Iraq Casualties and GOP Vote Share: A Review of Some Literature

For reasons involving real research, I need to see whether and how much the Iraq war affected the Bush administration’s electoral record. I’m reviewing some of the literature here, partly as a public accountability mechanism, partly as a personal note, and partly to see if anyone else has anything to add.

The theoretical stakes for me here are not, quite, in the realm of voter behavior. Rather, I’m interested in adjudicating whether claims that voters punish incumbents for mishandling foreign policy are well-founded. In particular, what are we to make of the fact that the internationally popular, swift, and decisive 1991 Iraq War was followed by George H.W. Bush’s defeat, while the internationally unpopular, grinding, and essentially doomed 2003 Iraq War was followed by George W. Bush’s victory? Does this mean that Iraq “didn’t matter” for 2004/2006/2008? Such a finding would contrast with the claim that the Iraq war was at the core of Republicans’ electoral reversals in 2006 and 2008.

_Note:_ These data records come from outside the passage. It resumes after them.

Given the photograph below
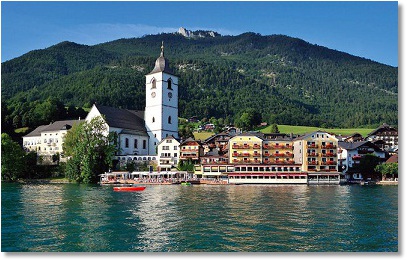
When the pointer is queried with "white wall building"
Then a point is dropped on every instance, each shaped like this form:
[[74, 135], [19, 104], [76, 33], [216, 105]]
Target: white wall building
[[161, 112], [139, 132], [168, 153], [47, 140]]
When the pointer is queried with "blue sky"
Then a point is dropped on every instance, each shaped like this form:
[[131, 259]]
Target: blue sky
[[366, 29]]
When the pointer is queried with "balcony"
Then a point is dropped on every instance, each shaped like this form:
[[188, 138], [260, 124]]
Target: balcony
[[328, 163], [329, 154], [278, 155]]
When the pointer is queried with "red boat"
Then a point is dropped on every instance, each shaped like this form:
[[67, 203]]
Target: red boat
[[128, 188]]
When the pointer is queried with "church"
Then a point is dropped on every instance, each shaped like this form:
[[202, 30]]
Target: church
[[139, 132]]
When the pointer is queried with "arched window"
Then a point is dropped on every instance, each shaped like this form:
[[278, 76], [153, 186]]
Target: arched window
[[169, 82], [153, 83]]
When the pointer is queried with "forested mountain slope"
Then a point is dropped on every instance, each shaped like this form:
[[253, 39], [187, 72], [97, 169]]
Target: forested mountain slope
[[287, 80]]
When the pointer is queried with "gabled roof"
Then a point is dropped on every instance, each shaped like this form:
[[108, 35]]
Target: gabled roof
[[301, 137], [122, 118], [61, 125], [36, 132], [162, 64], [168, 138], [55, 126], [355, 145], [190, 141], [217, 135], [384, 127]]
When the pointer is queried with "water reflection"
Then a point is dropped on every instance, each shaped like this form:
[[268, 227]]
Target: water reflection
[[158, 218], [199, 218]]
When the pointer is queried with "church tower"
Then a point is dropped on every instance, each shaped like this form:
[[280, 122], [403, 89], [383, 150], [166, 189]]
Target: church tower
[[161, 113]]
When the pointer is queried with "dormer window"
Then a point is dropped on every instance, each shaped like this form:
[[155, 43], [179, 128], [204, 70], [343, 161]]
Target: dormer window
[[169, 84], [153, 84]]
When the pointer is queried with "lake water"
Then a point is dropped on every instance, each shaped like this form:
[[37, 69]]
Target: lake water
[[201, 218]]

Although this lit review meandered a bit from a tight focus on the elections, the general findings seem defensible:

  • it’s really hard to establish direct causality between the war and election outcomes–if only we could run experiments!
  • there seem to be clear evidence that war casualties affected evaluations of the president and legislators
  • these effects were mostly driven by local news coverage and local elections (whether that ‘local’ is ‘state’ or ‘county’ remains to be seen)
  • the absolute biggest magnitudes of these effects are distressingly small–enough to shift a presidential election but not to wildly reject a challenger or incumbent on the basis of competence
  • approval for the war and vote returns for presidents seem to track perceptions of success and support for the decision to begin the war as well as costs
  • inference in the first term is compounded by rally effects from 9/11 and the start of the Iraq war
  • to the extent that Republicans suffered because of the war (a finding that seems reasonable), such electoral retribution was largely a result of local casualties  and relatively modest in scope.